Distrust in public authorities remains high, he suggests, with the shooting of de Menezes acting as a “key moment, an inflection point,” but Wishart says his series could help humanise those at the coalface of these generational crises.
“I think as citizens it is too easy to think that public institutions are like a black box, and inside the black box are carefully engineered and beautifully honed cogs that are all whirring with great efficiency,” he adds.
“It is more difficult to imagine that inside these institutions are human beings who are mostly trying to do their best and sometimes have human flaws. The role of a doc-maker is to try and demonstrate the humanness of these institutions and what is going on behind the front door.”

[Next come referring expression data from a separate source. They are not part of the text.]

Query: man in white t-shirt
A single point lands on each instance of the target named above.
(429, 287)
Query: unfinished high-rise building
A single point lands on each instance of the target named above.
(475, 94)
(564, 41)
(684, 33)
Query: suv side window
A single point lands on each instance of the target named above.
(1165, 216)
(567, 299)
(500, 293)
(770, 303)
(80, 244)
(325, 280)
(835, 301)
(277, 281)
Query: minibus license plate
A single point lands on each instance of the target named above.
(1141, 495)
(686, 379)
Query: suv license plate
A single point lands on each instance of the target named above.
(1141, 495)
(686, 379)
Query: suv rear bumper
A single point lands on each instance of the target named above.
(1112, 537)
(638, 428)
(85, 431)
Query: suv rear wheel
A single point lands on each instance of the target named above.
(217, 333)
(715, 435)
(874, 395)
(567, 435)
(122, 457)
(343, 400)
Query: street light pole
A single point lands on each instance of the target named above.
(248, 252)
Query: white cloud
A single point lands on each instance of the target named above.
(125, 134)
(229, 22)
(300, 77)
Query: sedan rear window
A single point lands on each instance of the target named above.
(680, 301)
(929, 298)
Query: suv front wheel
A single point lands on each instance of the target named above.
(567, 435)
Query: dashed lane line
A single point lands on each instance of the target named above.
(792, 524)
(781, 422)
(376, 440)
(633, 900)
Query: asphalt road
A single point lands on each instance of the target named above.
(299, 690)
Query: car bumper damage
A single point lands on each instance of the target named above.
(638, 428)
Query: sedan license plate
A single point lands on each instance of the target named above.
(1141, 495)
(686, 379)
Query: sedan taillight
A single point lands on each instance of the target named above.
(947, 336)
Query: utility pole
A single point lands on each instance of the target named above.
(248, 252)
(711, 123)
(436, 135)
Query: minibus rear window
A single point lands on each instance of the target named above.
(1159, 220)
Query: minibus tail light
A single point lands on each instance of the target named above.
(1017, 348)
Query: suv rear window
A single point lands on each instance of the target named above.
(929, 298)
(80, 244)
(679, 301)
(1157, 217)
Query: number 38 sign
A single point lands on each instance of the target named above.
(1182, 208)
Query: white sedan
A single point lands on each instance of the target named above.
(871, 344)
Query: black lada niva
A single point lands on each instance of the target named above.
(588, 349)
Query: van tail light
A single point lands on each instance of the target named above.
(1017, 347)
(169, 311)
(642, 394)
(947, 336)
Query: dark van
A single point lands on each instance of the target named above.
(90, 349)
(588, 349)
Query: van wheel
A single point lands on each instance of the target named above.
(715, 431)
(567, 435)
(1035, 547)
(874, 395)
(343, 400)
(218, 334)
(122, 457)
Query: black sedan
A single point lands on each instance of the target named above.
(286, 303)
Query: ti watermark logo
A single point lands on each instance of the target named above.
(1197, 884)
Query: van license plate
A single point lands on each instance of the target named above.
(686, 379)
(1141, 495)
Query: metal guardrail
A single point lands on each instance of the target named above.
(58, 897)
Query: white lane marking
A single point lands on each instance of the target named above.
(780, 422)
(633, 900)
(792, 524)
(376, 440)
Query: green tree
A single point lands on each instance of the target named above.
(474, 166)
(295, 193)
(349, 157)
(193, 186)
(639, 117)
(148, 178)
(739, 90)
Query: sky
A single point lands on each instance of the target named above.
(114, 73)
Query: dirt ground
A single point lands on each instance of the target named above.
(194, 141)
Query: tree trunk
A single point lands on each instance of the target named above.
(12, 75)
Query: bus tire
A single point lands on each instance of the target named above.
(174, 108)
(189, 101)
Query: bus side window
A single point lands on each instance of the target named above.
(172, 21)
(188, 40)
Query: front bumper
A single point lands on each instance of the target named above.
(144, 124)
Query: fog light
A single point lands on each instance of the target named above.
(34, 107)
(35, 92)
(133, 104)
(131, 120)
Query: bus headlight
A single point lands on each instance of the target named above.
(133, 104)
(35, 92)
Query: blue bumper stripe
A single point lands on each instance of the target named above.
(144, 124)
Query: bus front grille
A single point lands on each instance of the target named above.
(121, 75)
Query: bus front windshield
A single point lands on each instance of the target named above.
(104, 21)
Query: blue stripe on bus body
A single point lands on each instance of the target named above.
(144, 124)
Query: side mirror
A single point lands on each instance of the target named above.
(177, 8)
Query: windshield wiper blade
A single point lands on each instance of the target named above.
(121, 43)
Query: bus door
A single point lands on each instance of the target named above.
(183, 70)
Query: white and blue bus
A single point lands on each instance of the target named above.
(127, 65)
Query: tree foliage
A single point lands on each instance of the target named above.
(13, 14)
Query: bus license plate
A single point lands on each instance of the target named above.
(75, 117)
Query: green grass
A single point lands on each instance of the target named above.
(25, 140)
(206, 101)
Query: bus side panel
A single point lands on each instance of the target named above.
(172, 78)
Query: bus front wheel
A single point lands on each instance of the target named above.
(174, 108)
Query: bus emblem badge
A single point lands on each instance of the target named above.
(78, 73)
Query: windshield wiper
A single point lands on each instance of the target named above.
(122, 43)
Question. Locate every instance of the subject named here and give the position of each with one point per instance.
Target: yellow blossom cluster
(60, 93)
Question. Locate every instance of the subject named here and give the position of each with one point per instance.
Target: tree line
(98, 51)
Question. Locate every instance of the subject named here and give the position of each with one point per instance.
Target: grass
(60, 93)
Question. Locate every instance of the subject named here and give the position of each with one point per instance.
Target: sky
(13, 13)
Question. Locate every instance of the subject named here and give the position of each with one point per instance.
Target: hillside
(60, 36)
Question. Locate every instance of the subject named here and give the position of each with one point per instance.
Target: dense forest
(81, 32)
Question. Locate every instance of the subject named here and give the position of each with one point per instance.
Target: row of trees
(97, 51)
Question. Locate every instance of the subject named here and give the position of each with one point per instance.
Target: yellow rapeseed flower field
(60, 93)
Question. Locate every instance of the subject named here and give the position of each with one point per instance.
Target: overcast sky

And his access behind that door is extraordinary, his privileged entry allowing him to recreate the police investigation, the largest in UK history, which provides the focus for his four episodes. He shows how the police were initially dumbfounded by the attacks until explosives expert Cliff Todd was able to show the bombers had used a mixture of concentrated hydrogen peroxide, bleach used in hair dye and crushed black pepper in their main charges.
The series suggests Netflix is moving away from those shiny, exploitative true crime documentaries focusing on cops and serial killers and looking more at problems faced by society as a whole – those stories of government malfeasance, institutional ineptitude and corporate gluttony.
Series like this one and the recent Grenfell: Uncovered, a poignant piece of crusading journalism about a building fire that killed dozens of innocent people, suggest a post-true crime moment has arrived.
Attack on London: Hunting the 7/7 Bombers streaming on Netflix.